The Sense of an Ending: Studies in the Theory of Fiction
- Author: Frank Kermode
- Language: English
- Publisher: Oxford University Press
- Publication date: 1967
- Publication place: United Kingdom
- Media type: Print
- Pages: 150

= The Sense of an Ending: Studies in the Theory of Fiction =

1967 book by Frank Kermode

The Sense of an Ending: Studies in the Theory of Fiction is the most famous work of the English literary critic Frank Kermode. It was first published in 1967 by Oxford University Press. The titled and the essay had inspired British author, Julian Barnes to published his eleventh book, The Sense of an Ending.

The book originated in the Mary Flexner Lectures, given at Bryn Mawr College in 1965 under the title 'The Long Perspectives'.

== Summary ==
After epigraphs from William Blake and Peter Porter, Kermode begins: "It is not expected of critics as it is of poets that they should help us to make sense of our lives; they are bound only to attempt the lesser feat of making sense of the ways in which we try to make sense of our lives." This is what he then sets out to do in the book.

Kermode claims that humans are deeply uncomfortable with the idea that our lives form only a short period in the history of the world. So much has gone before us and so much will come after us.

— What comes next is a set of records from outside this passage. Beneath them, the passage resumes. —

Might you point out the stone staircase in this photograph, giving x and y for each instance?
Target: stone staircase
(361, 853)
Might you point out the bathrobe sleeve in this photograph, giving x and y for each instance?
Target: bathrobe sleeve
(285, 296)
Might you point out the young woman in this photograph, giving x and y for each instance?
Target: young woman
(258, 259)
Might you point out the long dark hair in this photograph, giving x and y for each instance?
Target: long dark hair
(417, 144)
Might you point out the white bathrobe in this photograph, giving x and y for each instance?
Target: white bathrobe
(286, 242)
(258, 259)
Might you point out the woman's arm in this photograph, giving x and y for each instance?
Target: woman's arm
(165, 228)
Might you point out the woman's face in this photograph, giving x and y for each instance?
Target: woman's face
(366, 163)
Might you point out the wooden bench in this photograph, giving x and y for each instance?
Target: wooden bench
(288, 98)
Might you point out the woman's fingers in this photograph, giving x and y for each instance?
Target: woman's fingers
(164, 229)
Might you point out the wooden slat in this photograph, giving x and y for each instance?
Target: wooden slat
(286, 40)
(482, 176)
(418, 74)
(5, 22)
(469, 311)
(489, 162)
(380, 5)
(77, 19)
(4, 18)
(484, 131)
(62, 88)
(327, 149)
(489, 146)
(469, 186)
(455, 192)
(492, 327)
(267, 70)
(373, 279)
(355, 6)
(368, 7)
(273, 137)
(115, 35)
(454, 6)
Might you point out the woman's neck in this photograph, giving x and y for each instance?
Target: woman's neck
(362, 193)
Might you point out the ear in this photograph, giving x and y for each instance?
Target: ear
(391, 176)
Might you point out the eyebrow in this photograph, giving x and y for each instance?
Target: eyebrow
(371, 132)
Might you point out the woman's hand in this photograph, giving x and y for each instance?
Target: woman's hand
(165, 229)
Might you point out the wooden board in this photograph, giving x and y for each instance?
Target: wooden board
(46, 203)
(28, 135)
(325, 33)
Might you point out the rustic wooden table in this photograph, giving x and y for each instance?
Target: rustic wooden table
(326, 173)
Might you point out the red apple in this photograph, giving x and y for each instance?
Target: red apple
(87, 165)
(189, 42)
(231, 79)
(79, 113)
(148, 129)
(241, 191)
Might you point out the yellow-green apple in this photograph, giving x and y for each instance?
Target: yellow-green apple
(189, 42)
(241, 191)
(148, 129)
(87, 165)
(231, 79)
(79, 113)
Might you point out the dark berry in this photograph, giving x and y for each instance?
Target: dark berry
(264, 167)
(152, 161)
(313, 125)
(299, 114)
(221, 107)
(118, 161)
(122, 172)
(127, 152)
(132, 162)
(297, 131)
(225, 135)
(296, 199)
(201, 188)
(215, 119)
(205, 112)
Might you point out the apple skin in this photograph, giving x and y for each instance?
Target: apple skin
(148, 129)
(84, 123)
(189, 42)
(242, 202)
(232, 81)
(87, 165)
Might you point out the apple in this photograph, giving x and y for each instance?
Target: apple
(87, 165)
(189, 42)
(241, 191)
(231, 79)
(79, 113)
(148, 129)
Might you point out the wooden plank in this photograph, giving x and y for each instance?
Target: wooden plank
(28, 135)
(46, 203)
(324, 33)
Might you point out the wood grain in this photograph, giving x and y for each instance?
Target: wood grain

We look for a 'coherent pattern' to explain this fact, and invest in the idea that we find ourselves in the middle of a story. In order to make sense of our lives we need to find some 'consonance' between the beginning, the middle, and the end.

Humans have always used such 'fictions' to impose structure on the idea of eternity, including Homer, Augustine of Hippo and Plato. Kermode directly draws on Christian apocalyptic thought to expand his literary arguments. Christian theology posits that in the arc of history, the beginning was a golden age. The middle is the age in which we now live, and is characterised by 'decadence', where what was good has declined and is in need of 'renovation'. In order to usher in a new age, a process of painful purging (or 'terrors') needs to be undergone. People living in the middle typically believe that the end is very near, and that their own generation is the one with responsibility to usher in a new world. Kermode writes: 'It seems to be a condition attaching to the exercise of thinking about the future that one should assume one's own time to stand in extraordinary relation to it.' 'Men in the middest' are also prone to make predictions about the date on which the world will end. Indeed, some people do approach apocalyptic fictions with a 'naive acceptance'. Others have a 'clerkly scepticism' and deny that it is possible to accurately predict the world's end date.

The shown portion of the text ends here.